Further, according to the present embodiment, the input torque of the automatic transmission 50 is estimated further taking into consideration the gear ratio of the reduction gear 45 interposed between the motor generator 40 and the automatic transmission 50, and the torque (power running or regeneration) of the motor generator 40. This makes it possible to more accurately detect and control the torque inputted to the automatic transmission 50.

Although embodiments of the disclosure have been described in the foregoing, the disclosure is not limited to the above-described embodiments and various modifications may be made. For example, in the above embodiments, an example has been described in which the disclosure is applied to an AWD vehicle (all-wheel drive vehicle), but the disclosure may also be applied to, for example, a 2WD vehicle. Further, the type and the mechanism of the automatic transmission 50 are not limited to the above-described embodiments. For example, the disclosure may be applied to other types of transmissions such as a continuously variable transmission (CVT) or a DCT (Dual Clutch Transmission) instead of the stepped automatic transmission (stepped AT).

In addition, a system configuration of controllers including, for example, the HEV-CU 70, the ECU 71, and the TCU 74 and sharing or the like of the function of each of the controllers are not limited to the above-described embodiments. For example, in the above-described embodiments, the controllers including, for example, the HEV-CU 70, the ECU 71, and the TCU 74 are communicably coupled to each other via the CAN 100; however, the configuration of the system is not limited to such a form, and may be changed (integrated, etc.) as desired taking into consideration functional requirements, costs, and the like. Further, a configuration in which the VDCU 76 is not provided may be employed.

In the above-described embodiment, the output clutch 30 and the transfer clutch 60 are hydraulic clutches, but an electromagnetic clutch, for example, may be used.

According to the disclosure, it is possible to obtain a torque outputted from the engine and the torque converter with higher accuracy, and it is possible to increase the torque outputted from the engine and the torque converter and inputted to the transmission as much as possible within the range not exceeding the limit of the transmission (hardware) (that is, to decrease the margin to thereby increase the upper limit value of the input allowable torque as much as possible).

The HEV-CU 70 illustrated in FIG. 1 is implementable by circuitry including at least one semiconductor integrated circuit such as at least one processor (e.g., a central processing unit (CPU)), at least one application specific integrated circuit (ASIC), and/or at least one field programmable gate array (FPGA).
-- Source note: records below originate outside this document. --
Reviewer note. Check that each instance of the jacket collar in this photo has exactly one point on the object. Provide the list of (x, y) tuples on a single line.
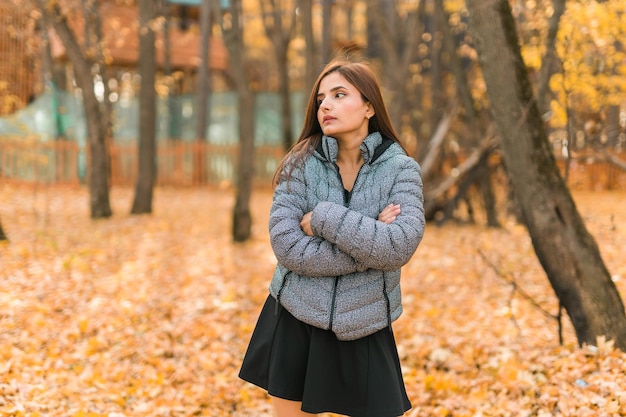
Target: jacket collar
[(371, 148)]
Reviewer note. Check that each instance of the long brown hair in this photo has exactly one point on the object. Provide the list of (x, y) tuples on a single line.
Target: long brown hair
[(361, 76)]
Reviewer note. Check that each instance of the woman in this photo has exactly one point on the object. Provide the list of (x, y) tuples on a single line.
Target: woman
[(347, 214)]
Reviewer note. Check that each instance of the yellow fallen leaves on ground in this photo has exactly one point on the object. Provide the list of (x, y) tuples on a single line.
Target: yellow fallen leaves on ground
[(150, 315)]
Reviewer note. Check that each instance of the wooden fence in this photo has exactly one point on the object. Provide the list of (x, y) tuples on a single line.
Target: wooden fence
[(191, 164), (178, 163)]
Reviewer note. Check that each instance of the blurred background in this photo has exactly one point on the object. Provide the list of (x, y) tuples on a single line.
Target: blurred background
[(205, 51)]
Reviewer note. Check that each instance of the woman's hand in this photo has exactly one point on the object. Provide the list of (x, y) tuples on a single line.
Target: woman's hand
[(305, 223), (389, 213)]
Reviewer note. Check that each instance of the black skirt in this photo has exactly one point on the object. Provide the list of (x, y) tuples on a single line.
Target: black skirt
[(295, 361)]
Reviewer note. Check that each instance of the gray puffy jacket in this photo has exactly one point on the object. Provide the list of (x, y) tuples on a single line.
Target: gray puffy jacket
[(346, 277)]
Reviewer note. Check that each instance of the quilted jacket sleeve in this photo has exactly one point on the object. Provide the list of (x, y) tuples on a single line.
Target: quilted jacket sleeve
[(305, 255), (375, 244)]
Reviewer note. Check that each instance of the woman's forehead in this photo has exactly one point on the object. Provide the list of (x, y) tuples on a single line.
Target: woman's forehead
[(333, 81)]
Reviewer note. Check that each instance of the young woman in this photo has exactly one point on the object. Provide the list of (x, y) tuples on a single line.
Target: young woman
[(347, 214)]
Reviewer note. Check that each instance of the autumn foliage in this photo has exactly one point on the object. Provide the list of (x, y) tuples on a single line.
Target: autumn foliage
[(150, 315)]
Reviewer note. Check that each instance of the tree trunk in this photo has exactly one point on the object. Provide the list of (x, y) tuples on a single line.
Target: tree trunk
[(280, 33), (147, 110), (203, 91), (327, 31), (311, 69), (3, 235), (95, 119), (566, 250), (399, 36), (233, 37)]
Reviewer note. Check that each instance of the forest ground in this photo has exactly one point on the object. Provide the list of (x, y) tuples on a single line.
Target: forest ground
[(150, 315)]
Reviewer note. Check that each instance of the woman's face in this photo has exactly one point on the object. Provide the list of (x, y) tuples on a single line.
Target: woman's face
[(341, 112)]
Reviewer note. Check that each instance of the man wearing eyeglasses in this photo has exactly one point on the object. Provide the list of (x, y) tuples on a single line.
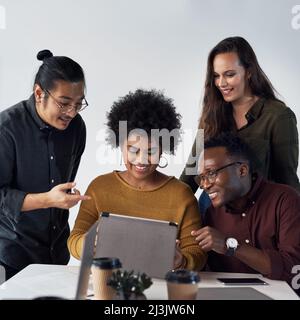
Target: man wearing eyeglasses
[(41, 143), (253, 225)]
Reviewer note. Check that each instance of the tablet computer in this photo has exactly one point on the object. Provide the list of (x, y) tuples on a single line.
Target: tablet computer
[(242, 281), (142, 245)]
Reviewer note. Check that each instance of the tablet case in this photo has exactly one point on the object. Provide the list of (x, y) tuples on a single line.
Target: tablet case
[(142, 245)]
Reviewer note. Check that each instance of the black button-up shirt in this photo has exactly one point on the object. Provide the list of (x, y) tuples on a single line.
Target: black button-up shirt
[(34, 157)]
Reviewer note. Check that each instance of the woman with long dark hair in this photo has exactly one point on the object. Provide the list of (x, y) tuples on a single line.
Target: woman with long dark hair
[(239, 98)]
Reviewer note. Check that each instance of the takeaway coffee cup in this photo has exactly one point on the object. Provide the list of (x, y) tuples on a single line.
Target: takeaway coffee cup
[(102, 269), (182, 284)]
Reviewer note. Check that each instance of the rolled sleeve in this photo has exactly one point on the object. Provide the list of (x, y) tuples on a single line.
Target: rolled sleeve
[(287, 254), (11, 200)]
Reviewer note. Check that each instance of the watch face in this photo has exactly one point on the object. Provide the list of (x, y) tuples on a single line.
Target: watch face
[(231, 243)]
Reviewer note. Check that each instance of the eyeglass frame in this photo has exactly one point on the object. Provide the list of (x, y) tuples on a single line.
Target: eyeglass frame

At least one processor is configurable, by reading instructions from at least one machine readable non-transitory tangible medium, to perform all or a part of functions of the HEV-CU 70 illustrated in FIG. 1. Such a medium may take many forms, including, but not limited to, any type of magnetic medium such as a hard disk, any type of optical medium such as a CD and a DVD, any type of semiconductor memory (i.e., semiconductor circuit) such as a volatile memory and a non-volatile memory. The volatile memory may include a DRAM and a SRAM, and the nonvolatile memory may include a ROM and a NVRAM. The ASIC is an integrated circuit (IC) customized to perform, and the FPGA is an integrated circuit designed to be configured after manufacturing in order to perform, all or a part of the functions of the HEV-CU 70 illustrated in FIG. 1.